И вот длинная колонна обтрепанных парней молча движется по ночному городу. Они уже не поют. Голод и жажда, жара и усталость длинного пути — все сосредоточилось теперь в ногах. А дорога все в гору, выше и выше — к мрачному темному силуэту крепости — форт Никола.
Вместо моря большой прямоугольник воды, перекрытый высоким пролетом какого-то мудреного моста. Дремлющие рыбацкие лодки с безжизненно повисшими парусами. В воде колеблются отражения огней противоположного берега.
— Старая пристань, — говорит кто-то из бывалых. — Новая дальше, севернее.
Но смыкающиеся от усталости глаза легионеров не оживляются от этого сообщения: сейчас бы пожрать, вылить в себя кружки три пива и свалиться на топчан.

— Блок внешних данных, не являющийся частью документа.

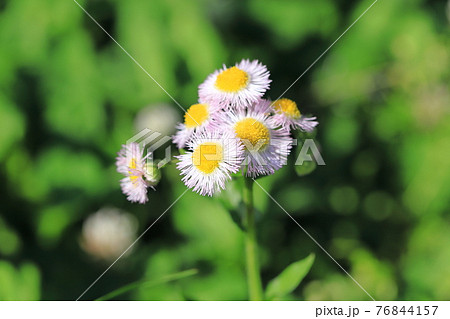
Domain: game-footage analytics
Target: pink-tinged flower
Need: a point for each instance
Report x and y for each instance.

Гонзик молча шагает в колонне. Стражники с автоматами в руках еще на вокзале плотно оцепили вновь прибывших. На конвоирах — белые пилотки, и мелькают они в темноте справа и слева, их здесь, как мух. Так что, если бы Гонзик и попытался шмыгнуть в какой-нибудь переулок, то был бы настигнут через десять шагов. Вблизи форта с обеих сторон возвышаются каменные валы. Дорога стала походить на дно каменного корыта. На ее конце стояли огромные ворота, в свете фонаря над ними виднелись надпись и зеленый шар с красным пламенем — герб Иностранного легиона. Пасть ворот разверзлась и проглотила всю колонну без остатка. У многих парней замерло сердце.
Еще одни ворота захлопнулись за ними, еще на один шаг ближе к тому страшному, которое кто-то из более осведомленных еще в поезде назвал: «Зеленый ад, Вьетнам».

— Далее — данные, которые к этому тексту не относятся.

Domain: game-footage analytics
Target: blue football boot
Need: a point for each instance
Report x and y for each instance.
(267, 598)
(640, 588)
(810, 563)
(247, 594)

Полночь, а духота не ослабевает. Низко над крепостью проносятся с ревом истребители, их красные и зеленые огоньки прорезают темноту, как падающие звезды, и пропадают где-то за темными зубцами крепости. После команды «вольно» колонна вновь прибывших быстро превратилась в толпу истомленных людей, нетерпеливо и тупо, без единого слова ожидающих еды и питья. Наконец их впустили в просторную столовую. Повеяло хорошо знакомым запахом похлебки, сигаретного дыма, помоев и мыльной пены. Каждому дали хлеба и миску похлебки. Буфет был давно закрыт, мечты о пиве не сбылись. Пришлось довольствоваться водой из-под крана, которую набирали прямо в суповые миски и пили вместе с кружочками остывшего жира, плававшего на поверхности. Спать, спать…
Они улеглись на сенники, сваленные на полу, но раньше, чем кто-нибудь успел уснуть, зазвучали проклятия, ругательства, которые постепенно слились в единый громкий ропот. Завязалась ожесточенная борьба против невидимой армии паразитов. Силы были явно неравными, и легионеры начали отступать: многие из них вытащили тюфяки на террасу, под темное звездное небо.
Гонзик на некоторое время прислонился к каменному барьеру террасы. Юношу не посадили под замок немедленно по прибытии, а оставили среди других. Может статься, что здесь его ожидают лучшие времена. Его приятно взволновала мысль, что грубый поляк и садист Царнке остались за сотни километров отсюда. Какую страшную жизнь ведут эти два человека, называющие себя солдатами! Гонзик напряженно всматривается в темноту. Где-то внизу шумит прибой. Говорят, что эта бесконечная чернота впереди, сливающаяся на горизонте со звездным небом, — море. Несбыточные неясные сны над дешевыми книжками, при каких обстоятельствах они стали явью! Он чувствует себя графом Монте-Кристо, ночной ветерок холодит его лицо, море шумит у него под ногами, а где-то далеко-далеко за этим морем мерещатся два слова, от которых мороз пробегает по коже: «Зеленый ад».
Четыреста молодых людей со всех концов Европы, более похожие на беженцев в лагерях, нежели на солдат. Гонзик не может представить себе, что он и эти остальные ребята через несколько месяцев будут стрелять в людей с желтой кожей и раскосыми глазами. Пятьдесят процентов легионеров, по слухам, не возвращается. Гонзик, конечно, не будет стрелять, разве только, как говорят чехи, пану богу в окошко; какой-нибудь вьетнамец застрелит его, Гонзика, и не будет даже знать, что убил человека, который не хотел причинять ему зла. Гонзик положил голову на ладонь, а локтем уперся в барьер.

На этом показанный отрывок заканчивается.